As I walked up my front sidewalk last night, I carried my backpack filled with my school books that were as heavy as my head filled with Dayquil and thoughts of the seven more pages needed for my term paper. My head cold had moved into my chest and as my class let out so did my lungs.

As I moved like a zombie up my sidewalk I encountered a ten-year-old Captain America. He had obviously attempted to claim his reward for looking so damn cute by asking for Kit-Kat donations from my front door. “I’m sorry, I didn’t have any candy for you this year.” I shrugged my shoulders as the mini-Captain of all that is right in America tilted his head, not buying my story. “See… I had to go to school with a cold… and I have a really hard homework.” Suddenly I started in telling Captain America why I failed to have the proper tariff of candy. “ See… I have really hard homework, and I start a new job on Monday…and...”

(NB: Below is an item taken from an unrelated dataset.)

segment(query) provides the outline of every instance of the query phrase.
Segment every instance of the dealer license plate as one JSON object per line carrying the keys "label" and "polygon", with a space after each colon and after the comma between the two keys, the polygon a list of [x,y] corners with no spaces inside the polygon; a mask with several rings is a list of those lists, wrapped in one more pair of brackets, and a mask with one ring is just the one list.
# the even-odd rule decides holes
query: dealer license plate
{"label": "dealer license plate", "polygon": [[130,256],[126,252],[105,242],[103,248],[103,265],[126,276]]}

Captain America’s Mom, Mom America, was down the sidewalk and didn’t hear me whine about how hard my life seems. Nor did she see what happened next. Captain America reached into his loot bag and pulled out a full sized Snickers bar and handed it to me.  Just like a true hero, he called out “I hope you feel better!” as he ran down the street.

And that’s how Captain America saved my life.